Saat itu aku masih berumur sepuluh tahun. Kakek sedang mengadakan acara lelang amal kalau aku tidak salah ingat. Yang mana, dihadiri oleh kawan-kawan serta koleganya. Tapi acara ini tidak terlalu formal karena banyak sekali anak-anak disana.
Aku ingat aku sedang duduk sendirian sembari menatap para remaja yang tengah mengobrol dengan asyik mengenai cowok-cowok dan mengabaikanku. Mereka hanya mau berbicara padaku jika sedang mencari perhatian Kak Arsen, kakak pertamaku atau Virgo, kakak keduaku. Kecuali Kak Angel. Cewek itu selalu baik padaku diantara mereka.
Aku menoleh ke arah lain, melihat anak-anak seumuranku berlari-lari kesana kemari. Aku yang saat itu pemalu jelas tidak menghampiri mereka. Jadi aku tetap duduk sendiri saja. Sampai seseorang cewek mengajakku bermain petak umpet dengan anak-anak yang berlarian itu. Cukup lama berpikir, aku pun akhirnya menyanggupinya.

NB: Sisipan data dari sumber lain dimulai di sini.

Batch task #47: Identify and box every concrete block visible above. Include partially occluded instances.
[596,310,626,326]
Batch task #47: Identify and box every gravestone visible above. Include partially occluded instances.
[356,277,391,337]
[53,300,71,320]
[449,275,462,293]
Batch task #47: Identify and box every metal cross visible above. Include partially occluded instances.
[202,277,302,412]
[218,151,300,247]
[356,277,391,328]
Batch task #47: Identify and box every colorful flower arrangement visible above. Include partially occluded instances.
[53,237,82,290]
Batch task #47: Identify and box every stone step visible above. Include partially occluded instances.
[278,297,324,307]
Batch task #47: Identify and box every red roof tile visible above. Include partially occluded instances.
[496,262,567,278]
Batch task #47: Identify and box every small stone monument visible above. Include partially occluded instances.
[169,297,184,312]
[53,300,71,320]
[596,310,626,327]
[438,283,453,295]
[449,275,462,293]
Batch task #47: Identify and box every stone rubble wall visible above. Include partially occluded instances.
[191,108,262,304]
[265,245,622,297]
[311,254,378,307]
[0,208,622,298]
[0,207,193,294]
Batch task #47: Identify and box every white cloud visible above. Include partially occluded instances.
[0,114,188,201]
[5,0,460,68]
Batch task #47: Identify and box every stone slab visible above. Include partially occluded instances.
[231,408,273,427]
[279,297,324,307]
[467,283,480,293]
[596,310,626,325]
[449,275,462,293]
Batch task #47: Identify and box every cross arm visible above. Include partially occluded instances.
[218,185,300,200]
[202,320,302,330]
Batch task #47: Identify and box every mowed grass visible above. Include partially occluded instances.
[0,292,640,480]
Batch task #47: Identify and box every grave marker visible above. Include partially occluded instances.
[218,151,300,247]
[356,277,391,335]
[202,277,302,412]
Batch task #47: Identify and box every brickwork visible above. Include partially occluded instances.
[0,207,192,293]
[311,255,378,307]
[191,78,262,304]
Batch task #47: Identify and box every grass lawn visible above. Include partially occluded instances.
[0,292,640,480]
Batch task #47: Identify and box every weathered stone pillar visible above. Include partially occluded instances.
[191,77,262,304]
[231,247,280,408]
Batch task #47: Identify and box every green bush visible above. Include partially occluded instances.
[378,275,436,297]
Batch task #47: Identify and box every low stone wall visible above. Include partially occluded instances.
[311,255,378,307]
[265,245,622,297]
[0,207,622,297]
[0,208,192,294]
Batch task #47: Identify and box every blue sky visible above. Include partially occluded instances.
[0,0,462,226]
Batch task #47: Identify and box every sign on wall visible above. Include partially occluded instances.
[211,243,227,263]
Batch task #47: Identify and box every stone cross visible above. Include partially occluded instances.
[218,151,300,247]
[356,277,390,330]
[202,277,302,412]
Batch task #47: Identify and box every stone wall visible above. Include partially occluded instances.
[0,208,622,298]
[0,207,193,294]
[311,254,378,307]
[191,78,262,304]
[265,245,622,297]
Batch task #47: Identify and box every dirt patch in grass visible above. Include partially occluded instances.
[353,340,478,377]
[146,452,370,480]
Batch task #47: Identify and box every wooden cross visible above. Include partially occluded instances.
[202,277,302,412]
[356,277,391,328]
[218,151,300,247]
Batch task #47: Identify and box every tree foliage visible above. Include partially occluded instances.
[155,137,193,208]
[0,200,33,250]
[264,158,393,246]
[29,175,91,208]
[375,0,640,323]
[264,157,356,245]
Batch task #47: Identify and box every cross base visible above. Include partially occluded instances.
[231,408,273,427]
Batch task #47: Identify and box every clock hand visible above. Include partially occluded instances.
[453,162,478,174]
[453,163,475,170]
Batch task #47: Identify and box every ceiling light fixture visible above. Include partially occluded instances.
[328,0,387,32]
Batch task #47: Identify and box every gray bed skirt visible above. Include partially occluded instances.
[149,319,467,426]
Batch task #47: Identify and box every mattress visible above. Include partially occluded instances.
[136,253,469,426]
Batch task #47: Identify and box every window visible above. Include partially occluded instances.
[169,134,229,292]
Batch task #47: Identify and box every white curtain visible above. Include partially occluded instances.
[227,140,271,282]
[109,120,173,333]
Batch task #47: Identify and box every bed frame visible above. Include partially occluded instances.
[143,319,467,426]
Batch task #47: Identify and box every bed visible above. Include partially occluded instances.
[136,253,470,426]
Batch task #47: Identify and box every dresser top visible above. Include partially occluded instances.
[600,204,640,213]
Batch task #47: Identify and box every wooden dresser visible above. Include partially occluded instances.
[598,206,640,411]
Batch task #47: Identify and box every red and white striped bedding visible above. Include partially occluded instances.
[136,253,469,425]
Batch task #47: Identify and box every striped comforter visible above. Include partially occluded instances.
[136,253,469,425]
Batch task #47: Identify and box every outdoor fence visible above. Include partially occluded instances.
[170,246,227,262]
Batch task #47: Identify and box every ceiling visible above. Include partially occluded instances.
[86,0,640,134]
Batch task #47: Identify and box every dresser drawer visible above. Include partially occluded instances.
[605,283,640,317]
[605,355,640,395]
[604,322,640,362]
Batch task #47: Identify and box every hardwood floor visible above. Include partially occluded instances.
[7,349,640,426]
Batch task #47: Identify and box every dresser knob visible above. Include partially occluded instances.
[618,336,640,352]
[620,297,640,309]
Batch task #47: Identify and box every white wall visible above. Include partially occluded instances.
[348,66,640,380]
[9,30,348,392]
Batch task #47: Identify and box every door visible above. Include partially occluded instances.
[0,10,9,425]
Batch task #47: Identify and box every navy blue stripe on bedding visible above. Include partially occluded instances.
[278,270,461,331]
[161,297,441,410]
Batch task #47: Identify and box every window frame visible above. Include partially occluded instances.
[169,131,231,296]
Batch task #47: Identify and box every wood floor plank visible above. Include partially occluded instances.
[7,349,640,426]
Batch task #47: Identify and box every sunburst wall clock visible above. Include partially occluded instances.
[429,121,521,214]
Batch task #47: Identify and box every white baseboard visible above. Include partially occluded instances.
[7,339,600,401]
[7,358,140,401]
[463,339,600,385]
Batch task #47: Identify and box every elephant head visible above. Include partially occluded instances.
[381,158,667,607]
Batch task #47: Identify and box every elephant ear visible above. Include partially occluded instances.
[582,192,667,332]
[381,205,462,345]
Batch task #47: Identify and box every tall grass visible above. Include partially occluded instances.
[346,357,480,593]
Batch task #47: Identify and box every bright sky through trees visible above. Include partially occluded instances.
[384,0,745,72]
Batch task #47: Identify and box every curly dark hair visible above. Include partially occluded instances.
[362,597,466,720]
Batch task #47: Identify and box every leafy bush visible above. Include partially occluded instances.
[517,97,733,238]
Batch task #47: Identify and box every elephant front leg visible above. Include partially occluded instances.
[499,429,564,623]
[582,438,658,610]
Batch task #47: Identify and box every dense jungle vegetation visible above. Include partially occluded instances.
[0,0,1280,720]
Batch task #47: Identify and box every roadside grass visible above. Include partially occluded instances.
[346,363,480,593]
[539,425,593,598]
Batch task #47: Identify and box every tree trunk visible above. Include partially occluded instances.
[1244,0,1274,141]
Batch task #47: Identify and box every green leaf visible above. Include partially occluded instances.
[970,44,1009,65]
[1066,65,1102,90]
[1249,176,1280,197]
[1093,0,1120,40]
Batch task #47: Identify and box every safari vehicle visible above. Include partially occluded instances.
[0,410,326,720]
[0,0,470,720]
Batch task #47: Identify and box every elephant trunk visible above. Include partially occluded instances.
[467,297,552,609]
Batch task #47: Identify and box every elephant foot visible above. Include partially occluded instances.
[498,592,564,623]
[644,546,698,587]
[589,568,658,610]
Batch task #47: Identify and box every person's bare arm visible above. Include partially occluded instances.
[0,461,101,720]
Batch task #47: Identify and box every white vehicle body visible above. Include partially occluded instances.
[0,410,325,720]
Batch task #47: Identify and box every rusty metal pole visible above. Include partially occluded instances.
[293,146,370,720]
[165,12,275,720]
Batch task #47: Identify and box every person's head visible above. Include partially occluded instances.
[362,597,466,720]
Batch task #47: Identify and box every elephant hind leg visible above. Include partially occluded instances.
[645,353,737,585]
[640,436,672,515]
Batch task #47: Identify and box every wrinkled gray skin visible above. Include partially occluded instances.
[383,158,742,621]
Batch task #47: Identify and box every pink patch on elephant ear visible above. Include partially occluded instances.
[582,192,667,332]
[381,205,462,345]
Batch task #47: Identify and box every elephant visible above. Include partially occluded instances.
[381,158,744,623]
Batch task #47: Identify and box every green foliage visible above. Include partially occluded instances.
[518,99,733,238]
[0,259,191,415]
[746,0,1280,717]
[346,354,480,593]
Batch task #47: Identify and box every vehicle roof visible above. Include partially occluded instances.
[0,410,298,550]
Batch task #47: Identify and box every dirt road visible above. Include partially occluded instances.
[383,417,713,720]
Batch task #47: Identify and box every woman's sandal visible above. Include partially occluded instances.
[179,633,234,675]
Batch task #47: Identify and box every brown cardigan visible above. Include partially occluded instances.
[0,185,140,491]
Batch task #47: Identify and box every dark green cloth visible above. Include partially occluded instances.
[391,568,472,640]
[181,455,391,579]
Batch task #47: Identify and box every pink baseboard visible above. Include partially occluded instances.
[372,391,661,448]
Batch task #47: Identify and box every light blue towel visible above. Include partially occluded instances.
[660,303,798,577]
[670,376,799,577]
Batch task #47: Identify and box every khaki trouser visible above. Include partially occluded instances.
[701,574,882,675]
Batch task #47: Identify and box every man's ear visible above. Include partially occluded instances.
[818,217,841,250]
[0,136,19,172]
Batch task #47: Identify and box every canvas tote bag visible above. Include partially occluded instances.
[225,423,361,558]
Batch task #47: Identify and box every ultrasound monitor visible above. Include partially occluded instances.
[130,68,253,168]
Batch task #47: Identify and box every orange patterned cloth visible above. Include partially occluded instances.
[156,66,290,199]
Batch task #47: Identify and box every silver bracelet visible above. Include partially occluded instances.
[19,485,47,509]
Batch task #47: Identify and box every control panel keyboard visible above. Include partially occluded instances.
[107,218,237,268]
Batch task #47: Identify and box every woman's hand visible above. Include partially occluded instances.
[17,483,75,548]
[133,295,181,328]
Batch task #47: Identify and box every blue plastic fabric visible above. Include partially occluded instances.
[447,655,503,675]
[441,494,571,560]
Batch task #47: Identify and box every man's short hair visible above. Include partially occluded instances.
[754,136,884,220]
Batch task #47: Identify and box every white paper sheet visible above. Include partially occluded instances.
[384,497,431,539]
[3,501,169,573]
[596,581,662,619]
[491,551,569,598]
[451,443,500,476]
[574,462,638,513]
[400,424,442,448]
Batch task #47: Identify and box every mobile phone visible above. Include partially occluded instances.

Kami pun berpencar. Aku bingung memilih tempat untuk bersembunyi. Saat melihat kamar mandi di ruang tengah, aku pun segera berlari kesana. Karena sepi, aku pikir tidak ada orang didalamnya. Jadi aku segera membukanya dan terkejut saat melihat seorang cowok tengah memegangi bagian depan celananya.
"Aaaaaaaa...." aku pun berteriak sembari menutup mata.
"Anjing!" umpatnya sembari membanting pintu. Aku berjengit dengan ketakutan. Kemudian cowok itu, Reaksi, yang mana adalah anak bungsu dari sahabat kakekku membuka pintu kamar mandi dan aku sempat melihat tatapannya yang seperti hendak membunuhku. Aku buru-buru menunduk. Aku ingin minta maaf tapi aku terlalu takut dan gemetar.
Ia mendengus kasar lalu meninggalkanku yang gemetaran. Kemudian aku merasakan tangan seseorang dibahuku.
"Kenapa, Lan?" tanya Kak Celine yang kebetulan lewat dan melihatku ketakutan.
"Milan kena!" teman bermainku tadi yang kulupa namanya datang hendak menyergapku.
"Ssst." tegur Kak Celine.
"Kamu kenapa?" ulang Kak Celine yang kembali menatapku. Aku pun menangis dan dengan polos serta terbata-bata menceritakan kejadian itu padanya. Ia tertawa terbahak-bahak lalu menarik tanganku dan membawaku pada teman-temannya. Ia menceritakan ulang pada teman-temannya dan mereka pun tertawa. Seolah-olah itu adalah hal paling lucu padahal aku tengah ketakutan.
"Astaga, hahaha. Gue ngga ngebayangin gimana muka Aksi." ujar salah seorang diantara mereka.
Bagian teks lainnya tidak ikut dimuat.